Hosted by Cheryl Strayed and Steve Almond

Cheryl Strayed and Steve Almond's Dear Sugars applies the warmth and compassion of Strayed's Sugar advice column to podcast conversations about the letters that raise the most difficult and most universal questions about how to live.

Why listen as a creator

Dear Sugars demonstrates that advice podcasting can be calming when the advisors' primary quality is compassion rather than solutions. Strayed and Almond's consistent warmth toward the people seeking their advice — their willingness to take the difficulty of the questions seriously without catastrophizing them — produces an experience of being accompanied through difficulty that is genuinely settling for listeners who are themselves navigating hard things.

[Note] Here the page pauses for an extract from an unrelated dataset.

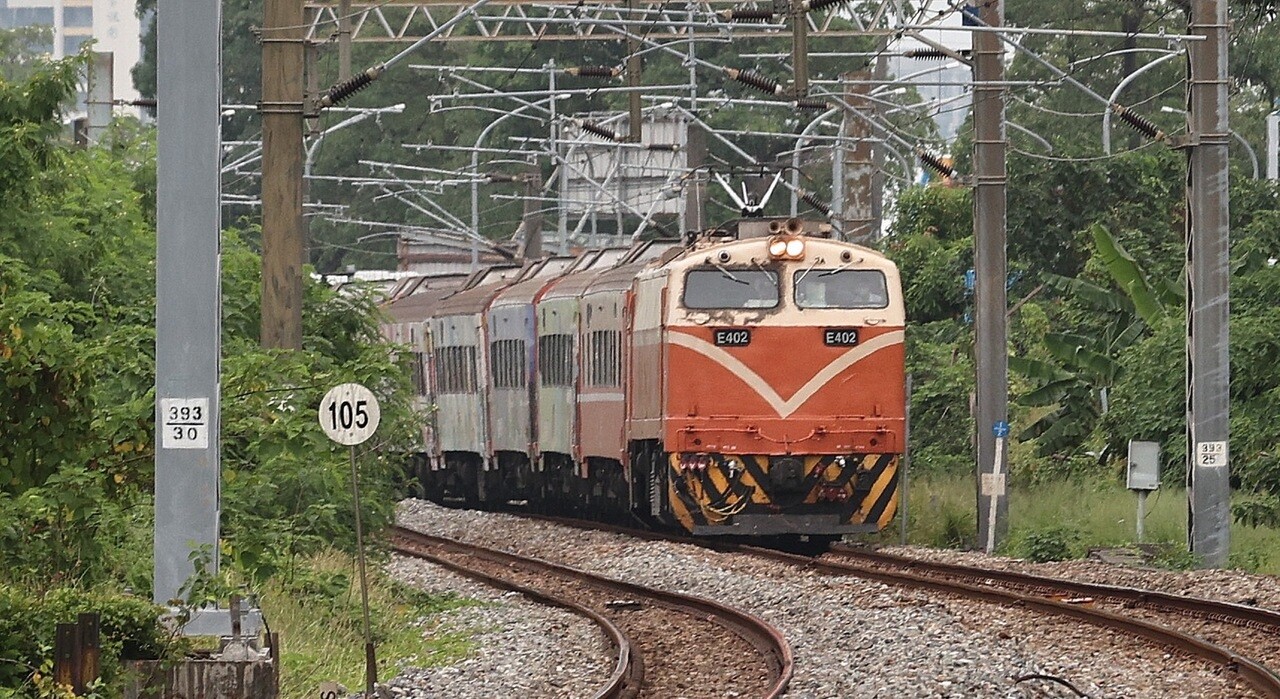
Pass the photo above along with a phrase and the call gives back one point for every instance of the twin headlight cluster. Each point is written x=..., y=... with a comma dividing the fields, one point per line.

Harry Potter and the Sacred Text
#12
Contemplative Reading

Harry Potter and the Sacred Text

Hosted by Vanessa Zoltan and Casper ter Kuile

Vanessa Zoltan and Casper ter Kuile's contemplative close reading of Harry Potter applies the methods of sacred text study to secular fiction in a way that is both intellectually interesting and genuinely calming through its deliberate, attentive pace.

Why listen as a creator

Harry Potter and the Sacred Text demonstrates that contemplative podcasting can be calming without being about calm. The show's method — reading Harry Potter with the same attention and reverence that religious communities bring to sacred texts — produces a pace and quality of attention that is settling for listeners who find that close attention to something they love reduces rather than increases anxiety. The format is the insight: slowing down enough to actually notice what's there.